LV blood pool vs. myocardium CNR values for the reference images ("Full Dose" column) and lower CNR images after addition of noise with the noise tool software. Each column gives the mAs value used in the noise simulation tool. FBP: Filtered Back-Projection, AIDR: Adaptive Iterative Dose Reduction.
| Subject | Recon | Full dose |
100 mAs |
80 mAs |
60 mAs |
50 mAs |
40 mAs |
30 mAs |
20 mAs |
10 mAs |
5 mAs |
|---|---|---|---|---|---|---|---|---|---|---|---|
| Animal 1 | FBP | 25.7 | 24.2 | 21.6 | 21.2 | 17.9 | 16.5 | 14.0 | 11.8 | 7.0 | 3.3 |
| AIDR | 29.4 | 30.6 | 28.4 | 28.4 | 26.5 | 25.6 | 24.7 | 23.6 | 15.9 | 5.8 | |
| Animal 2 | FBP | 8.6 | 6.4 | 5.6 | 4.6 | 4.8 | 3.3 | 2.8 | 2.1 | 1.1 | 0.7 |
| AIDR | 14.6 | 11.5 | 9.8 | 8.5 | 8.6 | 6.9 | 6.2 | 5.1 | 3.5 | 3.2 | |
| Animal 3 | FBP | 6.6 | 5.7 | 5.4 | 4.9 | 4.0 | 3.8 | 3.3 | 2.4 | 0.4 | 0.0 |
| AIDR | 8.4 | 8.1 | 8.1 | 7.7 | 6.9 | 6.7 | 6.0 | 4.7 | 1.6 | 0.0 | |
| Animal 4 | FBP | 10.4 | 10.1 | 9.2 | 9.0 | 8.3 | 8.1 | 6.8 | 5.3 | 2.9 | 1.4 |
| AIDR | 11.7 | 11.7 | 11.3 | 11.5 | 11.1 | 11.5 | 11.3 | 9.9 | 6.3 | 2.6 | |
| Animal 5 | FBP | 9.2 | 8.4 | 8.1 | 6.9 | 6.5 | 6.1 | 5.2 | 3.9 | 2.2 | 1.9 |
| AIDR | 13.0 | 13.1 | 13.0 | 12.9 | 12.7 | 13.3 | 12.4 | 9.2 | 5.4 | 5.9 | |
| Animal 6 | FBP | 11.2 | 10.4 | 9.2 | 8.9 | 8.9 | 7.5 | 7.2 | 6.6 | 3.7 | 1.6 |
| AIDR | 12.5 | 12.4 | 11.7 | 12.4 | 11.9 | 11.2 | 11.6 | 11.7 | 7.3 | 3.4 | |
| Animal 7 | FBP | 14.3 | 12.8 | 10.7 | 10.0 | 10.6 | 8.2 | 6.9 | 6.2 | 4.7 | 1.8 |
| AIDR | 18.3 | 19.2 | 16.1 | 16.1 | 19.3 | 15.6 | 15.7 | 16.4 | 15.5 | 5.4 | |
| Animal 8 | FBP | 18.5 | 17.1 | 17.5 | 15.6 | 15.6 | 15.3 | 13.3 | 10.3 | 8.0 | 4.9 |
| AIDR | 19.9 | 19.5 | 20.9 | 19.5 | 19.9 | 19.8 | 19.4 | 18.2 | 18.8 | 15.8 | |
| Animal 9 | FBP | 4.1 | 4.0 | 3.8 | 3.7 | 3.1 | 3.1 | 2.5 | 1.8 | 0.4 | 1.0 |
| AIDR | 8.5 | 8.6 | 8.5 | 8.4 | 6.8 | 7.2 | 6.3 | 4.3 | 1.2 | 2.6 | |
| Animal 10 | FBP | 22.3 | 19.1 | 16.9 | 15.0 | 13.3 | 12.5 | 9.6 | 8.4 | 5.0 | 3.2 |
| AIDR | 32.8 | 32.0 | 32.0 | 32.8 | 29.5 | 29.7 | 25.6 | 22.2 | 11.7 | 6.4 |
Global ejection fraction percentages for each of the ten animals were calculated from the 3D blood casts of the LV at end diastole and end systole. The average ejection fraction (EF) was 43% ± 12% and the average heart rate was 74±13 bpm. The range of SQUEEZ values observed in the animals was 0.5 (normal contraction) through 1.2 (stretch in the infarct zone).

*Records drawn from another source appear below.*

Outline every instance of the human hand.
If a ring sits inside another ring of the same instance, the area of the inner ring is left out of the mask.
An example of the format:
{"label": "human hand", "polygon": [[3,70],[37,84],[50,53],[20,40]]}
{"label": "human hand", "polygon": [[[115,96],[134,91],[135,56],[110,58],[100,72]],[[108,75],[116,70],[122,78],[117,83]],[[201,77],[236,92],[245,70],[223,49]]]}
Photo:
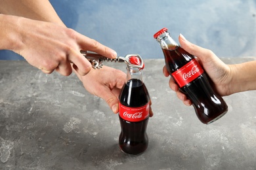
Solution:
{"label": "human hand", "polygon": [[[224,63],[210,50],[190,42],[182,35],[180,35],[179,41],[184,50],[196,56],[196,59],[199,61],[211,80],[211,85],[216,92],[221,96],[231,94],[232,92],[228,88],[228,84],[232,78],[232,76],[229,76],[231,74],[230,67]],[[165,76],[169,75],[165,66],[163,68],[163,73]],[[169,85],[171,89],[176,92],[178,98],[182,100],[184,105],[188,106],[192,105],[191,101],[179,90],[178,85],[171,77],[169,80]]]}
{"label": "human hand", "polygon": [[[114,113],[119,112],[118,97],[125,83],[125,73],[105,65],[100,69],[92,69],[85,76],[81,76],[75,71],[75,73],[89,92],[102,98]],[[151,104],[150,100],[150,106]],[[150,107],[150,116],[152,116]]]}
{"label": "human hand", "polygon": [[70,75],[72,62],[77,73],[86,75],[91,64],[80,53],[81,50],[110,58],[116,57],[113,50],[65,26],[24,18],[18,20],[18,26],[15,26],[19,30],[16,39],[18,45],[13,48],[13,51],[45,73],[56,70],[62,75]]}

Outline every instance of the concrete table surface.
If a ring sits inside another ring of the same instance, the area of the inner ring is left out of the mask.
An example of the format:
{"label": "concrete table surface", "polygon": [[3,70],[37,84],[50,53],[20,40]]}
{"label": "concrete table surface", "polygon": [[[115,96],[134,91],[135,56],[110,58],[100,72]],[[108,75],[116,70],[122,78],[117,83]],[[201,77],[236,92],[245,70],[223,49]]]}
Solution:
{"label": "concrete table surface", "polygon": [[[25,61],[0,61],[0,169],[256,169],[256,91],[224,97],[228,113],[205,125],[169,88],[163,60],[144,62],[154,116],[148,148],[134,156],[119,149],[117,114],[74,74],[45,75]],[[125,71],[123,63],[105,65]]]}

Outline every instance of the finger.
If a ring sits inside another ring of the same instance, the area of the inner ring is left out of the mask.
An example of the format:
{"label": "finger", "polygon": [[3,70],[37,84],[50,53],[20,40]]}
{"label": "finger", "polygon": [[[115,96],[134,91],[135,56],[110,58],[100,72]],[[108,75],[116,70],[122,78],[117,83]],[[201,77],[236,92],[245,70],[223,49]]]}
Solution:
{"label": "finger", "polygon": [[106,88],[104,93],[100,97],[102,98],[112,110],[114,113],[117,113],[119,111],[119,100],[118,98],[112,92]]}
{"label": "finger", "polygon": [[80,39],[79,44],[82,50],[95,52],[109,58],[116,58],[116,52],[110,48],[85,36],[80,36],[80,37],[81,39]]}
{"label": "finger", "polygon": [[73,68],[81,76],[87,75],[91,69],[91,63],[80,52],[73,52],[69,60],[74,63]]}
{"label": "finger", "polygon": [[61,62],[55,70],[64,76],[69,76],[72,73],[70,63],[68,61]]}
{"label": "finger", "polygon": [[175,80],[172,77],[171,77],[170,80],[169,80],[169,86],[174,92],[179,91],[179,86],[176,84],[176,82],[175,82]]}
{"label": "finger", "polygon": [[41,69],[41,71],[45,74],[51,74],[52,73],[54,70],[44,70],[44,69]]}
{"label": "finger", "polygon": [[170,75],[170,74],[169,74],[169,72],[167,71],[167,69],[166,68],[166,66],[163,66],[163,75],[166,77],[169,76]]}

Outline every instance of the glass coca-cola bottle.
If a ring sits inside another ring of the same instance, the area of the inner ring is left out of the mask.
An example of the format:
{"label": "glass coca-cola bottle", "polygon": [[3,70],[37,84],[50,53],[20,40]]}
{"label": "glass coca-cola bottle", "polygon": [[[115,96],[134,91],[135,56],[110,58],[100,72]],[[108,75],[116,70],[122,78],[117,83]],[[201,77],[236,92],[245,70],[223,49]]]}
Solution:
{"label": "glass coca-cola bottle", "polygon": [[119,145],[123,152],[137,155],[148,148],[150,96],[142,80],[142,69],[128,65],[127,73],[127,80],[119,97]]}
{"label": "glass coca-cola bottle", "polygon": [[207,124],[226,114],[228,106],[211,86],[209,78],[194,56],[171,37],[167,28],[160,30],[154,38],[163,50],[169,73],[191,100],[199,120]]}

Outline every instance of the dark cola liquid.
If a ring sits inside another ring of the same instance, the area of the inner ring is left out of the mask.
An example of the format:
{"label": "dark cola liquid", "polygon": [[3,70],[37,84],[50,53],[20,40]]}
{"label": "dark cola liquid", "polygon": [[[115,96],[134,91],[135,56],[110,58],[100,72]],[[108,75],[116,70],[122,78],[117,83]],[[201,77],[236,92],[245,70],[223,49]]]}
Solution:
{"label": "dark cola liquid", "polygon": [[[194,58],[180,46],[175,46],[173,50],[162,50],[165,65],[170,74]],[[180,88],[180,90],[192,102],[196,115],[203,124],[217,120],[228,110],[225,101],[214,92],[208,78],[204,72],[193,81]]]}
{"label": "dark cola liquid", "polygon": [[[144,84],[138,79],[129,80],[123,87],[120,94],[120,103],[129,107],[139,107],[150,101],[148,90]],[[128,122],[119,116],[121,133],[119,144],[125,153],[137,155],[148,148],[148,138],[146,134],[148,118],[140,122]]]}

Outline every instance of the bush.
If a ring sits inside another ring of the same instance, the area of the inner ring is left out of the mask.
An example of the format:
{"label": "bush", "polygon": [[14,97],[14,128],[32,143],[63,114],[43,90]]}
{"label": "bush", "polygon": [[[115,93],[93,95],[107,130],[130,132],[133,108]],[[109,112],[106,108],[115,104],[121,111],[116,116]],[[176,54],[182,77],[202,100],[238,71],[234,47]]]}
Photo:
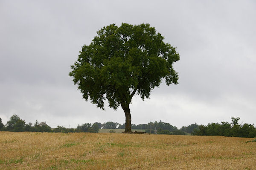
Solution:
{"label": "bush", "polygon": [[113,130],[111,129],[111,130],[110,130],[109,131],[109,133],[115,133],[116,131],[115,131],[115,130]]}

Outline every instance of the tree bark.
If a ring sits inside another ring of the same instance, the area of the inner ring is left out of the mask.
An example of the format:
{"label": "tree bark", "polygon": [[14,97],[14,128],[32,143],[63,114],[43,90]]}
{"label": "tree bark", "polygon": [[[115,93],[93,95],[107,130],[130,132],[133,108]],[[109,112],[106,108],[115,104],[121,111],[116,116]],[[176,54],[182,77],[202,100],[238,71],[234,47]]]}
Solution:
{"label": "tree bark", "polygon": [[122,104],[121,105],[125,115],[125,130],[124,133],[131,132],[131,110],[129,108],[129,106],[125,107]]}

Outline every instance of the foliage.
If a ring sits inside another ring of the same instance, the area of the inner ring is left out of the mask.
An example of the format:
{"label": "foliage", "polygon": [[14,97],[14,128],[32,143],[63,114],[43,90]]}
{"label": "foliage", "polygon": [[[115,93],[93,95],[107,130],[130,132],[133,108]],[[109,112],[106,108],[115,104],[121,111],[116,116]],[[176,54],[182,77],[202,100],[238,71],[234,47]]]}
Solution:
{"label": "foliage", "polygon": [[256,137],[256,129],[254,124],[238,124],[240,118],[232,117],[231,123],[221,122],[221,124],[212,123],[207,126],[200,125],[195,130],[193,135],[215,135],[253,138]]}
{"label": "foliage", "polygon": [[183,132],[180,130],[176,130],[172,132],[172,135],[186,135],[186,134],[185,132]]}
{"label": "foliage", "polygon": [[163,130],[160,128],[157,130],[157,134],[165,134],[165,135],[171,135],[172,133],[170,132],[169,130]]}
{"label": "foliage", "polygon": [[103,129],[116,129],[116,127],[119,124],[117,122],[113,122],[112,121],[107,121],[102,124]]}
{"label": "foliage", "polygon": [[[20,118],[17,115],[13,115],[10,118],[10,120],[7,121],[6,124],[6,130],[7,131],[14,131],[15,128],[15,125],[16,123],[20,120]],[[20,123],[20,122],[19,122],[19,124]]]}
{"label": "foliage", "polygon": [[94,123],[93,124],[92,127],[89,129],[88,132],[90,132],[91,133],[98,133],[99,130],[98,124],[96,123]]}
{"label": "foliage", "polygon": [[2,123],[2,118],[0,118],[0,131],[2,130],[3,128],[3,124]]}
{"label": "foliage", "polygon": [[137,94],[144,100],[165,78],[177,84],[172,64],[180,59],[175,48],[148,24],[123,23],[104,27],[89,45],[84,45],[69,75],[87,101],[104,109],[105,100],[116,109],[120,105],[131,131],[129,106]]}
{"label": "foliage", "polygon": [[199,126],[196,123],[192,124],[187,127],[183,126],[180,130],[188,133],[192,133],[194,129],[197,129],[198,130],[199,129]]}
{"label": "foliage", "polygon": [[52,130],[52,132],[55,133],[70,133],[76,132],[76,130],[75,129],[71,128],[67,129],[65,127],[62,126],[58,126],[56,128],[53,129]]}
{"label": "foliage", "polygon": [[116,131],[115,131],[115,130],[109,130],[109,133],[115,133]]}
{"label": "foliage", "polygon": [[97,125],[98,125],[98,127],[99,127],[99,129],[101,129],[102,128],[102,124],[101,123],[99,122],[95,122],[94,123],[94,124],[97,124]]}

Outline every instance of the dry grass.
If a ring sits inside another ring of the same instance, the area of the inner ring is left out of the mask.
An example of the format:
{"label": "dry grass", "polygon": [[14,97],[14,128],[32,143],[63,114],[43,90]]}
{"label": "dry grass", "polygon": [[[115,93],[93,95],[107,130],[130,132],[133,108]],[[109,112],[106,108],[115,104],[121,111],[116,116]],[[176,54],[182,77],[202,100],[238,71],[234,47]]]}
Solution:
{"label": "dry grass", "polygon": [[256,170],[252,139],[0,132],[0,169]]}

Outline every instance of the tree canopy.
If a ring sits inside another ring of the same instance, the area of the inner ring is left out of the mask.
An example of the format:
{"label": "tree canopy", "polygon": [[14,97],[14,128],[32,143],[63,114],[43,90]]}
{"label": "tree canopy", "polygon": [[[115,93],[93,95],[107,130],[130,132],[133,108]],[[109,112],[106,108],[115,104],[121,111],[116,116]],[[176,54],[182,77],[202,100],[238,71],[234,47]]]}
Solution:
{"label": "tree canopy", "polygon": [[131,130],[129,108],[136,94],[144,100],[159,86],[177,84],[172,64],[180,59],[175,48],[148,24],[113,24],[97,32],[89,45],[82,46],[69,75],[87,101],[104,109],[104,101],[125,114],[125,132]]}

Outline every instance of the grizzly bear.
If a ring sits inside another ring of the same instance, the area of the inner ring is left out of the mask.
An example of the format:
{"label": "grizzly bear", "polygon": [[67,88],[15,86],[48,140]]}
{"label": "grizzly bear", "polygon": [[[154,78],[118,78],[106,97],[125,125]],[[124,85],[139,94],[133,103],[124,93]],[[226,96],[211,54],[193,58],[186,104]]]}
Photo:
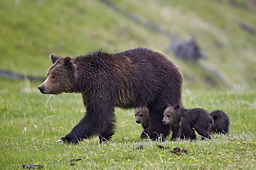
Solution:
{"label": "grizzly bear", "polygon": [[224,111],[217,109],[210,113],[210,116],[213,119],[212,133],[224,134],[228,133],[229,118]]}
{"label": "grizzly bear", "polygon": [[179,129],[173,129],[172,140],[179,138],[196,138],[194,130],[202,139],[211,138],[211,127],[213,120],[209,114],[203,109],[186,109],[180,105],[172,106],[167,104],[163,112],[163,123],[178,125]]}
{"label": "grizzly bear", "polygon": [[162,123],[165,103],[182,105],[183,75],[165,56],[138,47],[113,54],[98,50],[74,59],[54,54],[50,58],[53,65],[38,89],[42,94],[81,93],[86,110],[60,142],[75,144],[93,135],[100,142],[111,139],[115,107],[147,106],[149,138],[169,135],[169,126]]}
{"label": "grizzly bear", "polygon": [[149,126],[149,111],[146,107],[134,109],[136,122],[140,123],[143,131],[140,134],[140,138],[147,138],[147,127]]}

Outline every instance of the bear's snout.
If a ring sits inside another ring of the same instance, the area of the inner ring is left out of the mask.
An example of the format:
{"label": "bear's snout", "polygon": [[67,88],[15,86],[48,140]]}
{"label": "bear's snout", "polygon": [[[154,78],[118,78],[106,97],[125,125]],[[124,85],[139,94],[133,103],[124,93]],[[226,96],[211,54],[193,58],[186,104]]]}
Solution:
{"label": "bear's snout", "polygon": [[39,90],[40,90],[40,92],[44,94],[44,85],[39,85],[38,86],[38,89]]}

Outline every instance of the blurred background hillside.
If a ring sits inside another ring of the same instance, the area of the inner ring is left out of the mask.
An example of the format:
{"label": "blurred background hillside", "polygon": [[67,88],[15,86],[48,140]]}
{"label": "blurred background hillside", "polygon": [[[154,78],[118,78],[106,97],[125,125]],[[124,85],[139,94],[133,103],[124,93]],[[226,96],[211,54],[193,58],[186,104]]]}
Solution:
{"label": "blurred background hillside", "polygon": [[[253,88],[255,16],[256,0],[1,0],[0,70],[45,77],[51,54],[146,47],[174,61],[185,87]],[[194,38],[207,57],[179,59],[163,30],[182,42]]]}

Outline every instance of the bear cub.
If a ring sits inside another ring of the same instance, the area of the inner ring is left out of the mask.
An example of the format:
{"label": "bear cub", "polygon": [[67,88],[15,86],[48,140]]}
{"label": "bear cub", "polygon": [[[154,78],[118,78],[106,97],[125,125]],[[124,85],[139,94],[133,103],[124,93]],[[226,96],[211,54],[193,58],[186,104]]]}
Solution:
{"label": "bear cub", "polygon": [[201,108],[186,109],[177,105],[167,105],[163,113],[163,123],[176,125],[179,128],[173,129],[172,140],[186,138],[195,140],[194,130],[202,139],[211,138],[211,127],[213,120],[209,114]]}
{"label": "bear cub", "polygon": [[228,133],[229,118],[228,115],[222,110],[215,110],[210,114],[213,119],[212,132],[217,134]]}
{"label": "bear cub", "polygon": [[149,126],[149,111],[146,107],[134,109],[136,122],[141,124],[143,131],[140,134],[140,138],[147,138],[147,127]]}

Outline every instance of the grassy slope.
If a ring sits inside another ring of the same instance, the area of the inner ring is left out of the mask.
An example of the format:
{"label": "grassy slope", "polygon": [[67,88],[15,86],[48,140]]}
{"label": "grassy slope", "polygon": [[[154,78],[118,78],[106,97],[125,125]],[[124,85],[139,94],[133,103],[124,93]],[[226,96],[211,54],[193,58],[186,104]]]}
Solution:
{"label": "grassy slope", "polygon": [[[159,24],[182,40],[196,38],[208,56],[199,65],[167,54],[187,78],[185,85],[208,85],[211,75],[201,65],[218,70],[226,85],[255,84],[256,36],[239,23],[255,28],[254,6],[247,10],[214,1],[117,1],[133,14]],[[246,3],[248,5],[248,3]],[[166,53],[168,40],[147,30],[100,1],[1,1],[0,68],[45,75],[48,56],[75,56],[95,49],[118,52],[138,46]],[[141,8],[143,8],[142,10]]]}
{"label": "grassy slope", "polygon": [[[117,14],[99,1],[1,1],[0,37],[4,41],[0,41],[0,68],[44,76],[52,53],[75,56],[97,48],[118,52],[138,46],[165,52],[169,43],[165,37]],[[203,69],[167,54],[185,77],[184,105],[224,110],[230,118],[230,135],[216,135],[212,142],[165,142],[189,151],[177,156],[158,150],[158,142],[140,142],[141,127],[136,124],[132,110],[116,109],[113,142],[99,145],[93,138],[76,146],[57,144],[55,141],[69,132],[85,111],[81,96],[42,95],[37,89],[40,83],[0,78],[1,168],[39,163],[48,169],[68,169],[71,159],[82,158],[74,169],[253,169],[256,92],[244,87],[255,85],[255,37],[239,29],[238,23],[256,25],[254,10],[214,1],[116,3],[180,39],[195,36],[210,56],[199,65],[218,69],[229,85],[241,85],[232,90],[205,90],[208,74]],[[141,144],[143,151],[133,150]]]}
{"label": "grassy slope", "polygon": [[[98,138],[75,146],[56,143],[82,117],[80,94],[42,95],[35,83],[4,79],[0,84],[0,164],[15,169],[23,164],[40,164],[46,169],[254,169],[255,166],[255,90],[183,90],[188,108],[201,107],[209,111],[224,110],[230,119],[230,134],[214,135],[207,141],[162,143],[185,148],[176,156],[160,150],[158,142],[140,141],[142,129],[131,109],[116,109],[116,133],[110,144]],[[67,105],[67,103],[68,103]],[[134,150],[140,145],[144,150]],[[70,165],[73,158],[82,158]]]}

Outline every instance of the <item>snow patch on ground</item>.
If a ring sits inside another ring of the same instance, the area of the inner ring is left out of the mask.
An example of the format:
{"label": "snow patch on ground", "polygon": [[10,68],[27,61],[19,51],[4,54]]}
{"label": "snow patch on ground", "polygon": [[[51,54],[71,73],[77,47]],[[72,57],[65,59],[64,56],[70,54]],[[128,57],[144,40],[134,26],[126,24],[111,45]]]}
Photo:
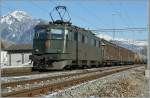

Dependence of SQUEEZ precision on image noise level
Fig.3 shows the SQUEEZ plots obtained from images with decreasing mAs values (and also decreasing CNR) in one animal (Animal 4 from Table-1). These plots are in the classic bulls-eye format used in functional cardiac imaging. We calculated the error in SQUEEZ due to the simulated noise using the full-dose FBP reconstruction as the reference (Fig. 3A, 111mAs, shown in a red box). The standard deviation of the error for both FBP and AIDR reconstructions increased as the simulated mAs values decreased. We did not find a statistically significant difference in standard deviation of error (precision) with respect to the value of SQUEEZ i.e. the precision was not heteroscedastic. The slight difference between the noisy AIDR and FBP SQUEEZ maps can be attributed to the smoother texture of AIDR images which leads to a smoother endocardial mesh. This effect is described in detail in section 3.2.
Fig.3. SQUEEZ maps at increasing noise levels.
SQUEEZ plots A: End-systolic SQUEEZ plots in one animal (#4 in Table-1) obtained from the reference image (top left) and noise images with decreasing mAs, and decreasing CNR. The SQUEEZ plot in the top left corner (FBP, 111mAs) was used as the "reference". B: Maps showing the difference in SQUEEZ values between the lower CNR images and the reference SQUEEZ plot. The standard deviation of the error for both FBP and AIDR reconstructions increased as the simulated mAs values decreased. The difference between the noisy AIDR and FBP SQUEEZ maps can be attributed to the smoother texture of AIDR images which leads to a smoother endocardial mesh. SQUEEZ: Stretch Quantifier of Endocardial Engraved Zone.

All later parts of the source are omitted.